На выходе из туалета меня встречает... Рыжий. Только сейчас замечаю, что его правая рука привязана специальным бинтом к телу.

«Я убью любого, кто к тебе прикоснется»... Не убил, но руку сломал, так выходит?

Хлопаю дверью под глумливый смех московского. И это они охотятся за тем же, что и Борзовы? За мной и документами? Нет, я скорее умру, чем отдам им их.

— Когда он отвернется от тебя, я буду тебя ждать! — кричит вслед.

Тело окатывает холодом от его слов, и я бегу, не оборачиваясь, толкая столики бедром, лишь бы оказаться уже рядом с... Яном.

— Я же просил тебя не оставлять меня одного, — сердито шепчет он, обнимая меня. — Разве я не говорил тебе, чтобы ты не отходила от меня ни на шаг? — обняв, зло шепчет. Его пальцы впиваются в мою кожу через ткань, словно корни дерева, не щадя.

Поднимаю взгляд и врезаюсь в его глаза, полные ярости. В ушах у меня стоит грохот, стоило обратить внимание, как раздуваются крылья его носа и отчетливо бьется венка на шее.

Чувствую, что внутри Яна бушует уйма огромной силы, что может поглотить меня в любую секунду.

— Домой, — коротко говорит и касается своими губами моего лба.
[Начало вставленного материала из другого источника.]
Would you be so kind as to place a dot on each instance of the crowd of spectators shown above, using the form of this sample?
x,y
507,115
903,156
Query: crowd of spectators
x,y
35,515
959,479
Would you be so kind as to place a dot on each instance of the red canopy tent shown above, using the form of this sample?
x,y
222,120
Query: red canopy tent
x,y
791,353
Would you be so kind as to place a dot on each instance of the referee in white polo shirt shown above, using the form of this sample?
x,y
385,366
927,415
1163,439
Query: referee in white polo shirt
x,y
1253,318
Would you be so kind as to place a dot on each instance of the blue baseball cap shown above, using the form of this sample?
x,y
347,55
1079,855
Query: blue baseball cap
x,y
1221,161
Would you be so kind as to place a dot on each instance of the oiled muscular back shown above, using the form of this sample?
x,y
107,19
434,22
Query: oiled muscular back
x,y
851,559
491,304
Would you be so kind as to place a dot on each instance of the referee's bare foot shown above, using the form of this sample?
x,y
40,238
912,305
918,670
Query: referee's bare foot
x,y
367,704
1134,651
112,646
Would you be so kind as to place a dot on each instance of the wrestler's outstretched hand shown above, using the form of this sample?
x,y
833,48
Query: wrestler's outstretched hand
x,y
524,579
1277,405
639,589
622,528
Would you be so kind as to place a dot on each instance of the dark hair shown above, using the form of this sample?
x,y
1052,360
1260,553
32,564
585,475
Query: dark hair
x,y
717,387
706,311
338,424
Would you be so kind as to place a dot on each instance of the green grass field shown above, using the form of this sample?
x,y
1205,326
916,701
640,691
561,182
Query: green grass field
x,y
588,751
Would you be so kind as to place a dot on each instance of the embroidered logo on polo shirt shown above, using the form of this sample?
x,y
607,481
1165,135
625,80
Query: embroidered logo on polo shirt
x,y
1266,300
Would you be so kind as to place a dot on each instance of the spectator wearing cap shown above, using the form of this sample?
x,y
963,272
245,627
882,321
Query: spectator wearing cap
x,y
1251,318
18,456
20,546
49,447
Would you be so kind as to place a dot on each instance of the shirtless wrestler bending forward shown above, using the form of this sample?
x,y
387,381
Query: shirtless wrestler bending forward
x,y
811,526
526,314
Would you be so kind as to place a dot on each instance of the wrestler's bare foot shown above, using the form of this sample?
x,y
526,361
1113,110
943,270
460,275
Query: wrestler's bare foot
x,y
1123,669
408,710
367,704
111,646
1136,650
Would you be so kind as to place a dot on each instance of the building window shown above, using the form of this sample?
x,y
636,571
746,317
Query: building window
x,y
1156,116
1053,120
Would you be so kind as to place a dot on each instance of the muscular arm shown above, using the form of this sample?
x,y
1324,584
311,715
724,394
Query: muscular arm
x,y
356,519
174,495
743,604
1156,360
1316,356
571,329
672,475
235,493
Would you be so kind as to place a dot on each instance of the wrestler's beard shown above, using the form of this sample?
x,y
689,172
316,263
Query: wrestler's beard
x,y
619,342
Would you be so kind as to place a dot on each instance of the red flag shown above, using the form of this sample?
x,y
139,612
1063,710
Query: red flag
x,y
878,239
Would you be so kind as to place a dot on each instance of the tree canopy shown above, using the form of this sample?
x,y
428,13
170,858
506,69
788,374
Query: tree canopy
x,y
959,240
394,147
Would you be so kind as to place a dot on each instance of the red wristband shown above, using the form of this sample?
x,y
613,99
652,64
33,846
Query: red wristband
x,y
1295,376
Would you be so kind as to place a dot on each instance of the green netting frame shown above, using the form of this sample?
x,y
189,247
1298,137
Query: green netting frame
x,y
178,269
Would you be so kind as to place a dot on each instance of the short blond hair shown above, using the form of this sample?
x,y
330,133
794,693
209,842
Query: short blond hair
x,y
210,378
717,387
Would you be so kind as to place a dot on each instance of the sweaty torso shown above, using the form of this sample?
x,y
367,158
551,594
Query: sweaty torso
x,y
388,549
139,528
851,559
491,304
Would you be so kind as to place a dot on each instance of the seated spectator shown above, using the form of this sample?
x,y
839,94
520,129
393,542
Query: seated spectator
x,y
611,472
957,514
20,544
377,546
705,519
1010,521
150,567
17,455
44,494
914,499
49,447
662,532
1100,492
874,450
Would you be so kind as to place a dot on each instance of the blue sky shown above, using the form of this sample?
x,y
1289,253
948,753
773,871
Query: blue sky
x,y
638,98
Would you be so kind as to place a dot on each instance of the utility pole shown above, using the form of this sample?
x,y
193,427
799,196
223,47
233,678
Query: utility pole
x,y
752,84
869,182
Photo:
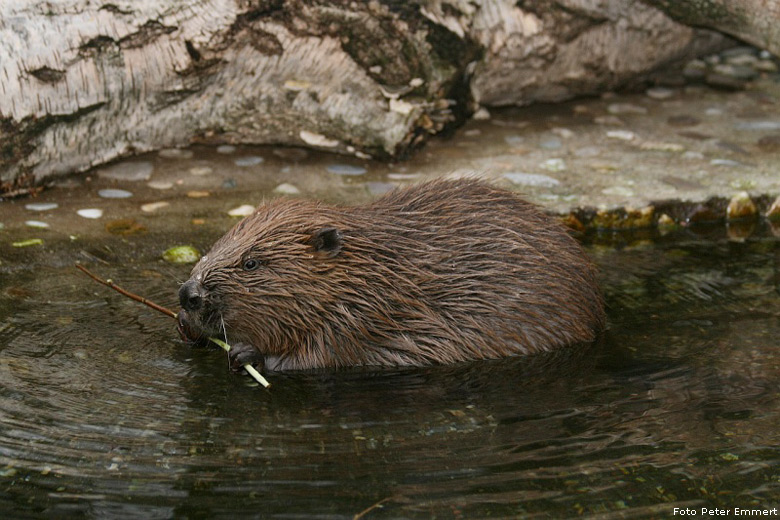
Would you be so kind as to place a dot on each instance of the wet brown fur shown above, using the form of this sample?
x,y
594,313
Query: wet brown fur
x,y
437,273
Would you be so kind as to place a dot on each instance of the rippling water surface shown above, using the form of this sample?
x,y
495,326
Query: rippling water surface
x,y
105,414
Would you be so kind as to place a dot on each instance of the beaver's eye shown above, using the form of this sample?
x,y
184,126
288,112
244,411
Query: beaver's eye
x,y
250,264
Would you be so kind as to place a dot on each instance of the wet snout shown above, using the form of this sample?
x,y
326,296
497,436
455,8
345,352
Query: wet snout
x,y
191,296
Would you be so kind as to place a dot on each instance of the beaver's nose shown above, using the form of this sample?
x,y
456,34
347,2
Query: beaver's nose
x,y
191,295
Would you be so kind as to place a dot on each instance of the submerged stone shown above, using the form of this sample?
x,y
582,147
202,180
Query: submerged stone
x,y
242,211
175,153
201,170
112,193
154,206
37,224
124,227
181,255
741,206
773,213
531,179
41,206
250,160
226,149
91,213
554,165
160,185
128,171
28,242
287,189
346,169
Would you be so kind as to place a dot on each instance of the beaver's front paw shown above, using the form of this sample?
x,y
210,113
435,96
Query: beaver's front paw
x,y
241,354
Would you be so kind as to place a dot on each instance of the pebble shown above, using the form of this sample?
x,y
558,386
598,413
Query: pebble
x,y
740,206
740,50
315,139
695,70
659,93
37,224
201,170
250,160
773,212
769,143
553,165
287,189
482,114
160,185
735,71
587,151
551,144
742,60
724,81
764,125
683,120
154,206
128,171
28,242
608,121
531,179
112,193
403,176
125,227
661,146
242,211
346,169
41,206
181,255
90,213
712,59
291,154
618,190
766,66
623,135
725,162
379,188
514,140
563,133
295,85
175,153
626,108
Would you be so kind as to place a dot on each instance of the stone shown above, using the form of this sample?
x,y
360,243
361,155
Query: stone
x,y
741,206
531,179
127,171
287,189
До машины идем семимильными шагами. Мне бы попросить замедлиться, ведь я по-прежнему в туфлях. Но сейчас Борзов меня не услышит.

Камиль заводит машину, Рафаэль без промедления садится вперед, и мы с Яном оказываемся рядом на заднем сиденье. Вновь молчание.

— Жаль, не увидели собачьих боев, — вздыхает Кам. Наши взгляды встречаются в зеркале заднего вида.

Ему смешно...

На подъезде к городу решаюсь задать вопросы, которые давно витали в моих мыслях.

— Почему эти московские так вцепились в завод, который не на их территории? Они же здесь чужие, и ничего не знают. Разве не проще найти что-то другое?

В горле чувствую стеснение. Ответа нет, но есть ленивое покашливание и короткие смешки.

— Этот завод, если его восстановить, очень прибыльное дело. Но чтобы добиться его восстановления, нужно убедить комитет, который и будет давать деньги, что нам есть из-за чего восстанавливать. В нашей стране до сих пор принято все рушить, нежели давать вторую жизнь.

— И что может дать заводу вторую жизнь?

Я затихаю, ухожу в себя и стараюсь не выдать того, о чем думаю. Снова и снова поправляю платье. Зачем только, ведь мы уже свернули в сторону шиномонтажки — моего временного жилища.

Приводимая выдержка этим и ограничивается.